Adam Yates (Mitchelton-Scott) came second, 40 seconds behind the Dane, having attacked on the final climb in a bid to protect his overall advantage on GC over Fuglsang, and to extend his lead over GC rival Primoz Roglic (Jumbo-Visma), who finished third on the stage.

“We basically tried to do the same thing as yesterday,” said Fuglsang, referring to his team’s victory in the previous stage. “Today was my turn to go from the distance. Luckily it worked out. I wanted to win this stage for Michele Scarponi and his wife who visited us yesterday.”

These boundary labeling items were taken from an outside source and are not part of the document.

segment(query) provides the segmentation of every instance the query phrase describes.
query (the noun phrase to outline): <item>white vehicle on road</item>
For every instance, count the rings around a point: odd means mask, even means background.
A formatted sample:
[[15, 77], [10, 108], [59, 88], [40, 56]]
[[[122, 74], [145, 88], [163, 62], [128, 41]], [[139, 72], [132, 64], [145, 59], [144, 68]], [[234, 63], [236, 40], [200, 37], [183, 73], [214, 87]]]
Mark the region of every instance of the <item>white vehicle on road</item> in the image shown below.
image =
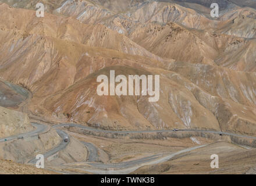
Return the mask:
[[64, 138], [64, 141], [65, 142], [67, 142], [69, 141], [69, 137], [67, 136], [66, 136], [65, 138]]

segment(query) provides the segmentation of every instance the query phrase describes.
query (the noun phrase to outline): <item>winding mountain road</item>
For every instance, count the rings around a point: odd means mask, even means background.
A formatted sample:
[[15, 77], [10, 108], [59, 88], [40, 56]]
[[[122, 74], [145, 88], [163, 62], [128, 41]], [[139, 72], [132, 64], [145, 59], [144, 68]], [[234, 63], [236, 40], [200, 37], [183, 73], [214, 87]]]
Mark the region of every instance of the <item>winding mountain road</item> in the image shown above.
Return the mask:
[[109, 133], [109, 134], [143, 134], [143, 133], [176, 133], [177, 132], [201, 132], [204, 133], [211, 133], [211, 134], [222, 134], [222, 135], [227, 135], [230, 136], [234, 136], [238, 137], [246, 138], [248, 139], [251, 140], [256, 140], [256, 137], [255, 136], [250, 136], [250, 135], [246, 135], [241, 134], [237, 134], [227, 132], [222, 132], [222, 131], [210, 131], [210, 130], [196, 130], [196, 129], [181, 129], [177, 131], [173, 131], [172, 130], [141, 130], [141, 131], [112, 131], [112, 130], [103, 130], [101, 129], [97, 129], [95, 128], [92, 128], [90, 127], [87, 127], [82, 125], [80, 125], [78, 124], [73, 124], [73, 123], [63, 123], [54, 126], [54, 127], [78, 127], [80, 128], [83, 128], [84, 130], [90, 131], [95, 131], [95, 132], [100, 132], [104, 133]]
[[27, 132], [27, 133], [25, 133], [1, 138], [0, 142], [10, 141], [10, 140], [16, 140], [16, 139], [24, 138], [25, 137], [33, 136], [34, 135], [38, 135], [38, 134], [41, 134], [42, 133], [44, 133], [47, 130], [47, 126], [45, 126], [45, 125], [43, 125], [41, 124], [35, 123], [32, 123], [31, 124], [34, 127], [36, 127], [35, 130]]
[[[67, 141], [67, 142], [65, 142], [64, 139], [66, 136], [68, 136], [67, 134], [66, 134], [65, 132], [64, 132], [62, 130], [58, 130], [56, 129], [56, 132], [62, 138], [62, 141], [61, 144], [59, 144], [57, 146], [54, 148], [53, 149], [51, 149], [50, 151], [48, 151], [45, 153], [44, 154], [44, 156], [45, 158], [47, 158], [59, 151], [61, 151], [61, 150], [64, 149], [67, 145], [69, 144], [70, 140], [69, 138]], [[35, 163], [38, 160], [35, 158], [33, 158], [33, 159], [30, 160], [28, 163]]]

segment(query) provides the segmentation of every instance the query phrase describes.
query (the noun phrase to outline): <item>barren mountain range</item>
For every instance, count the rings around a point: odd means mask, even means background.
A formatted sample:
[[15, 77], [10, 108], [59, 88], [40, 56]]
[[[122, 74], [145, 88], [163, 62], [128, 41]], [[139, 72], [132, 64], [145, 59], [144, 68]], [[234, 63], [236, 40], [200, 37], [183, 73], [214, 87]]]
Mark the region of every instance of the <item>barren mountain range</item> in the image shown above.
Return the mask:
[[[5, 112], [22, 128], [1, 126], [0, 137], [31, 130], [28, 116], [105, 130], [256, 135], [256, 1], [42, 0], [44, 17], [37, 1], [0, 2], [0, 106], [16, 110], [0, 108], [0, 125]], [[113, 70], [159, 75], [159, 101], [98, 95], [97, 77]]]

The 180-kilometer stage from Colli al Metauro to Recanati was backloaded with nine short, steep climbs as the race looped around a finishing circuit, with repeated efforts of the “Wall of Recanati”, which includes gradients of up to 19 percent, and which also marked the climb to the finish line.

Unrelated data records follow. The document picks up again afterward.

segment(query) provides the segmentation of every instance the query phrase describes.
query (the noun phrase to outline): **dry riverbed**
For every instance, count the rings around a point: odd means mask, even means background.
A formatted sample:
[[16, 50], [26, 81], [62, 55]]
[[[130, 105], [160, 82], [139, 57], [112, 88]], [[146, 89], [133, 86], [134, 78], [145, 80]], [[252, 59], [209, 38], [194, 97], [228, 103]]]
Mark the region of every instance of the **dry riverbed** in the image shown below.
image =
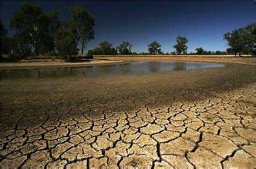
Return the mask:
[[253, 168], [255, 73], [1, 81], [0, 166]]

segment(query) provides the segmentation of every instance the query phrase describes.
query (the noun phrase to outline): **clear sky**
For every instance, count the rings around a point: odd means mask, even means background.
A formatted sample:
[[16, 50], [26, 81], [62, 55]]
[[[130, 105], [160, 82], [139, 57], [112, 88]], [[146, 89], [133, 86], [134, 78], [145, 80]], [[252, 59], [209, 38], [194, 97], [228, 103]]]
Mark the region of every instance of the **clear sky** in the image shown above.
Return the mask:
[[[123, 41], [133, 45], [133, 51], [147, 51], [147, 45], [157, 41], [164, 52], [174, 51], [177, 35], [186, 36], [188, 51], [197, 47], [225, 51], [223, 35], [256, 22], [255, 0], [45, 0], [30, 1], [46, 12], [59, 11], [68, 21], [69, 8], [84, 5], [96, 18], [95, 40], [87, 49], [107, 40], [114, 46]], [[22, 1], [1, 2], [1, 18], [8, 28], [12, 12]], [[12, 31], [10, 31], [12, 32]], [[10, 33], [12, 34], [12, 33]]]

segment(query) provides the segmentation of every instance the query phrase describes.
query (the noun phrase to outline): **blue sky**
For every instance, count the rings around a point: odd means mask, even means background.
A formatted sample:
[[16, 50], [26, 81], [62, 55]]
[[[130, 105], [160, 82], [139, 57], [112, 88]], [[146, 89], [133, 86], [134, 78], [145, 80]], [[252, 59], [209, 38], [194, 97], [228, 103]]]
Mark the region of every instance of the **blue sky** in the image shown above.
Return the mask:
[[[133, 51], [147, 51], [147, 45], [157, 41], [164, 52], [174, 51], [177, 35], [186, 36], [188, 51], [198, 47], [205, 50], [225, 51], [223, 35], [256, 22], [254, 0], [89, 0], [30, 1], [46, 12], [59, 11], [65, 20], [69, 8], [84, 5], [96, 18], [95, 40], [87, 49], [107, 40], [114, 46], [123, 41], [133, 45]], [[22, 1], [2, 1], [1, 18], [6, 28], [12, 12]], [[12, 34], [12, 31], [10, 31]]]

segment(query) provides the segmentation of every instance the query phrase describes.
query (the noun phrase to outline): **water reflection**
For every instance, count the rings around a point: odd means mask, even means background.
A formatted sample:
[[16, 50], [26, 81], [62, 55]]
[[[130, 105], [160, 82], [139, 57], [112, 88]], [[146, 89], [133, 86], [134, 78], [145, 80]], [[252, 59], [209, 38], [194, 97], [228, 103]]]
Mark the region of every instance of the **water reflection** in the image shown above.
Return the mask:
[[66, 76], [102, 76], [109, 75], [146, 74], [163, 71], [224, 67], [223, 64], [173, 61], [136, 61], [106, 66], [52, 68], [38, 69], [1, 69], [0, 79], [60, 78]]
[[186, 70], [186, 63], [184, 62], [175, 62], [175, 68], [173, 68], [174, 71], [182, 71]]
[[157, 72], [158, 71], [160, 70], [160, 62], [157, 62], [157, 61], [150, 61], [148, 64], [148, 68], [150, 71], [151, 72]]

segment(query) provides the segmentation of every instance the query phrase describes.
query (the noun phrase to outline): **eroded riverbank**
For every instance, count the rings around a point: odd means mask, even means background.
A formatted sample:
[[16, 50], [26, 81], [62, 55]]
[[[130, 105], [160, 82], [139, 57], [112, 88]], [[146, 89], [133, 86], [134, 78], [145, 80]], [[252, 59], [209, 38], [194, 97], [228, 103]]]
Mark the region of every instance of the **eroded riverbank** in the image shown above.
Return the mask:
[[1, 165], [252, 167], [255, 71], [2, 81]]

The decisive action started with 35km remaining, when Mads Pedersen (Trek-Segafredo), Nico Denz (AG2R-La Mondiale), Davide Gabburo, and Eduardo Zardini (both Neri Sottoli) attacked off the front of a large breakaway group.

Behind the remaining breakaway riders, a group of GC favorites separated from the main peloton as the repeated tough climbs shattered the bunch. The elite group included Fuglsang, Lutsenko, Yates, Roglic, Thibaut Pinot (Groupama-FDJ), Vicenzo Nibali (Bahrain-Merida), Julian Alaphilippe (Deceuninck-Quick Step), and Tom Dumoulin (Sunweb). This GC group soon went through the remnants of the breakaway men, and with 24km to go, Fuglsang made his move, bridging up to the lead quartet of Pederson, Denz, Gabburo, and Zardini.

With 10km to go, only Fuglsang and Gaburro were left out front, as the steep climbs had bitten into the other breakaway men.

Behind, the GC group splintered briefly after an attack from Nibali, but soon came back together. As the group re-formed, Yates attacked hard, with only Roglic able to follow. With Fuglsang now 50 seconds ahead as the sole leader of the race, Yates was clearly looking to protect his 1:19 advantage over the Dane in the GC as much as he was looking for stage victory, while also seeking to put pressure on Roglic, his nearest GC rival at the start of the day.

With Yates attempting to turn the screw on Roglic, the gap to Fuglsang began to tumble, however, the Astana man held on to take a solo victory.

Behind him, Yates did all he could to distance Roglic, who clung doggedly to the Brit. Roglic seemed both unwilling to assist in the work, but also incapable of doing so, struggling to match Yates’ fierce pace. Yates crossed the line 40 seconds after Fuglsang in second place. Roglic did eventually lose Yates’ wheel, finishing in third, 16 seconds behind his GC rival.

With Fuglsang’s stage victory, the GC is now tight, with Yates leading Roglic and Fuglsang by 25 and 35 seconds respectively. Stage 6, Monday, starts hilly but has a flat second half, and so is likely to be one for the breakaway or sprinters, meaning that the race could well be decided on the final time trial of stage 7.

“In the back of my head I would have liked 45 seconds just to be safe,” said Yates. “I’m not sure how much time he [Roglic] look out of me last year, but I think he was top 10 [in the time trial]. It’s not a TT course that suits me, but I’ll try my best and hopefully it’s enough.”